Litecoin is one of the most decentralised cryptocurrencies on the market. Creator Charlie Lee and his fellows from the Litecoin Foundation are the only authoritative figures around, but their status reflects an ethos of soft power governance: they choose to exert their power lightly (no pun intended) and without relying on attempts to centralise decision making. In this open-source environment, you either trust the vision of developers and embrace the change or choose to go your own way.
These details are very relevant in order to characterise the so-called Litecoin family, as the community itself is a consequence of this kind of laissez-faire attitude. And while it’s true that Bitcoin also relies on the work of dedicated volunteers, there is still something special and peculiar about Litecoin’s minimal governance.

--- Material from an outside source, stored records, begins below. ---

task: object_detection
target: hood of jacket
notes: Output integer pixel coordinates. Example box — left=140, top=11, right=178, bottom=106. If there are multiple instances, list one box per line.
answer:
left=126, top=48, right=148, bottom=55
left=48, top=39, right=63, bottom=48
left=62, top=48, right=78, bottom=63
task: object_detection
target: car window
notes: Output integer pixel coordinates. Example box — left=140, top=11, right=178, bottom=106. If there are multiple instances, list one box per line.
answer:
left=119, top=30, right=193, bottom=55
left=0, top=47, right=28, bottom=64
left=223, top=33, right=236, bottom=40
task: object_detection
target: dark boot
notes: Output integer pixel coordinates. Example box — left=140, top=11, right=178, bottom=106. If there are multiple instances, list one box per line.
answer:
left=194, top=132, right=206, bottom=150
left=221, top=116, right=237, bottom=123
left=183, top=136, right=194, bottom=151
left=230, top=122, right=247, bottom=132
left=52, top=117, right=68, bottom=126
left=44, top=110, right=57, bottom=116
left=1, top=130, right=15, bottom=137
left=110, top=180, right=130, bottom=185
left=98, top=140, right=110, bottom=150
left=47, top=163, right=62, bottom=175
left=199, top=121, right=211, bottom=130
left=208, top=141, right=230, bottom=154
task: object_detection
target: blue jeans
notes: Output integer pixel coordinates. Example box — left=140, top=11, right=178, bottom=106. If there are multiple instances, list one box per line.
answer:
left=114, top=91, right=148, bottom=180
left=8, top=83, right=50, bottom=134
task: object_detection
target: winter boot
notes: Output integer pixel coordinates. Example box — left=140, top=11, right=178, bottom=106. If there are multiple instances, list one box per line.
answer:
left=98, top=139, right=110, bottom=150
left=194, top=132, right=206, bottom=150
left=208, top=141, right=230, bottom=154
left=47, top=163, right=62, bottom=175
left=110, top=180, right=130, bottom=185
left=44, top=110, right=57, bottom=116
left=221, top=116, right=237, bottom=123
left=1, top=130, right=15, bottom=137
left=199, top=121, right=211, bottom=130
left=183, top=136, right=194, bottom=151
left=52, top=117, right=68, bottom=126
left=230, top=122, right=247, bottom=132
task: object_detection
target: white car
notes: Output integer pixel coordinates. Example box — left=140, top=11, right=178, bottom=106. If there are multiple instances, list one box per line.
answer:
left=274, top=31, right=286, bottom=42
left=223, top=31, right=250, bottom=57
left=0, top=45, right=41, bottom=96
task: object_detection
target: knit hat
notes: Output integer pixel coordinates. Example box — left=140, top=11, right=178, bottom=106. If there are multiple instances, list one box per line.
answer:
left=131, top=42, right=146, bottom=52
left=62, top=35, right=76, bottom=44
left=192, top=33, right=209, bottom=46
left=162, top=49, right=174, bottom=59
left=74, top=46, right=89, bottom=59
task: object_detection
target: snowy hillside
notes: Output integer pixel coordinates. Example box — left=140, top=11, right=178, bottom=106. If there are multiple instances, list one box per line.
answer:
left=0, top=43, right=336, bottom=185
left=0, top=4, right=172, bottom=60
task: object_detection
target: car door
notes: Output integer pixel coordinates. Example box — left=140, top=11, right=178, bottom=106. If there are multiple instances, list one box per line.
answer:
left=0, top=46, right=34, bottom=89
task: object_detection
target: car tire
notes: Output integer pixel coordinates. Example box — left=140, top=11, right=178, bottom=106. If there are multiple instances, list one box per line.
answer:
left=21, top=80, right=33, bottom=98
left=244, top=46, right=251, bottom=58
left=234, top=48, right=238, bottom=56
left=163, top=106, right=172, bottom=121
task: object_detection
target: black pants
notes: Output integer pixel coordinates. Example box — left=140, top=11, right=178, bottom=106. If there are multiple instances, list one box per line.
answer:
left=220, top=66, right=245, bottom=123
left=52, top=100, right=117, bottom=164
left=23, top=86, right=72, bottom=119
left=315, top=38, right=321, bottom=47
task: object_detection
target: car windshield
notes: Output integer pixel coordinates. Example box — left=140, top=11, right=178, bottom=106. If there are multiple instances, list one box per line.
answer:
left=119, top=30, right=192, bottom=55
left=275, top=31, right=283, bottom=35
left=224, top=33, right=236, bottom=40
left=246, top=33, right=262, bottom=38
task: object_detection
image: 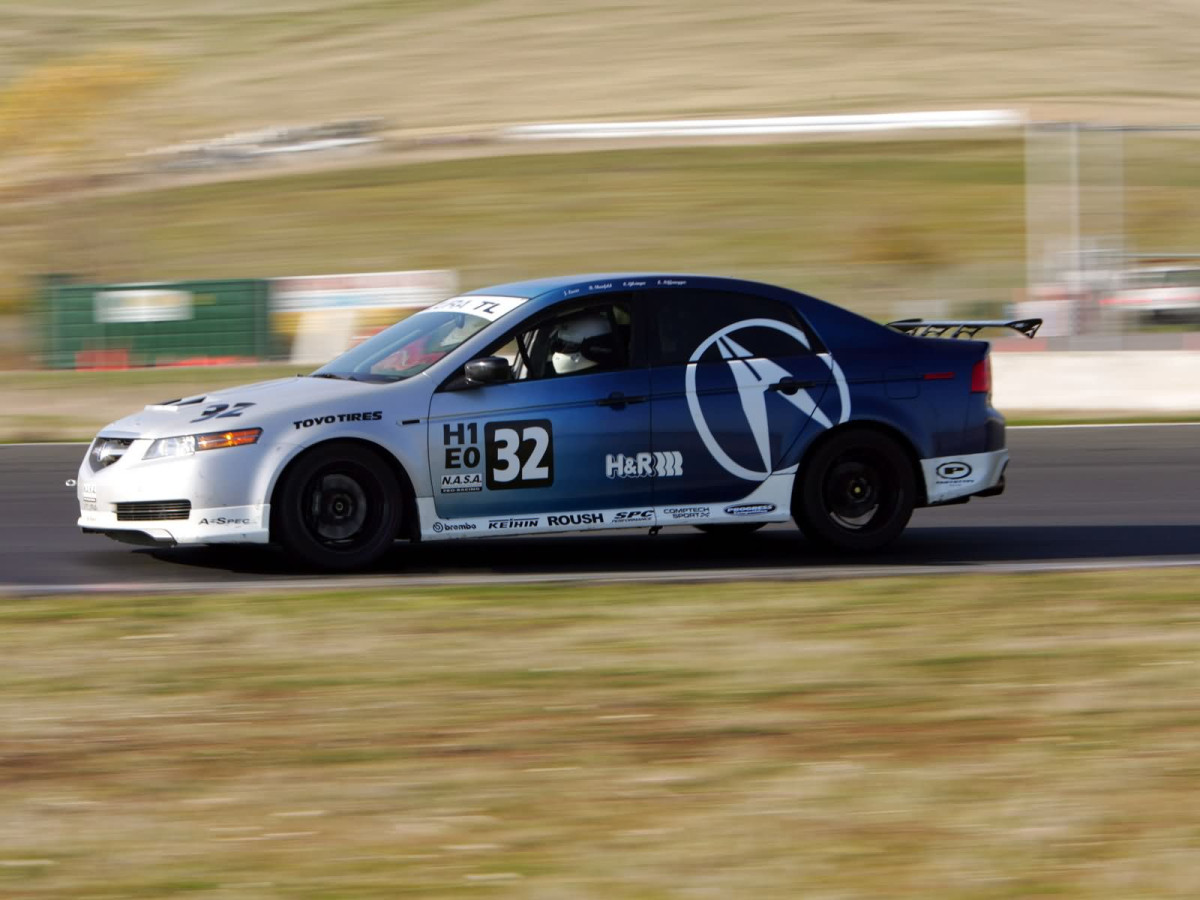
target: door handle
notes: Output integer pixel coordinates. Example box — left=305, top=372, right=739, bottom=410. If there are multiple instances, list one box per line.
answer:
left=596, top=391, right=646, bottom=409
left=767, top=378, right=820, bottom=394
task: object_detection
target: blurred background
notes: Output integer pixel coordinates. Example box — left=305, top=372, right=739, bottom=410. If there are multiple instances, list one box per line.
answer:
left=0, top=0, right=1200, bottom=420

Charlie Lee vs Satoshi Nakamoto
First of all, let’s talk about the influence of the leader. In the case of Bitcoin, Satoshi Nakamoto is the prometheic figure who gave fire to mere mortals and left little instructions that are open to interpretation. The bitcoin whitepaper is now treated as a bible by some.
Whereas, Litecoin’s Charlie Lee is alive and kicking, tweeting about the latest technical breakthroughs and partnerships, participating in podcasts, and preaching a fraternal partnership between Bitcoin and Litecoin. There is no room for misinterpretation of the founder’s words and there is potential to create more centralisation through Charlie Lee for the sake of efficiency. However, the use of authority is kept at a bare minimum.
The Soft Power of Charlie Lee and the Litecoin Foundation
The only official institution which has any kind of power or authority over the coin’s management is the Litecoin Foundation, which was established for both legal and practical reasons. It oversees the state of the coin, manages the team of developers, occasionally hires professionals for various tasks, but mostly relies on the help of good-willing volunteers. No other company or entity reflects the Litecoin vision and gets acknowledged as such, so any recommendation or endorsement for a third party is only contextual and temporary.
When a major network update is being promoted (such as SegWit or the Lightning Network), the process of establishing consensus involves multi-party negotiations which seem to always find a healthy middle ground to satisfy everyone’s best interests.
This is way more authoritative than the Bitcoin governance as the community is smaller and easier to manage, and consequently this makes it more efficient. When the parties and stakeholders are known and they show honesty and transparency, it’s so much easier to find consensus for the sake of moving on towards progress. This can be classified as a democratic feature which, to a great extent, waters down the other authoritarian features of Charlie Lee’s leadership.
But that’s not the most democratic feature. Litecoin tries to have an entirely decentralised community that is founded on good will, trust, and friendly relations. Anyone can write to the Litecoin Foundation and offer to contribute to the cause, and if you present an interesting skillset you will be assigned certain tasks within the community (that’s how I became the guy who writes their monthly newsletter article, but in the meantime also became a tester for their iOS LoafWallet app). Anyone can make a contribution and help the product grow towards the “coin for payments” vision.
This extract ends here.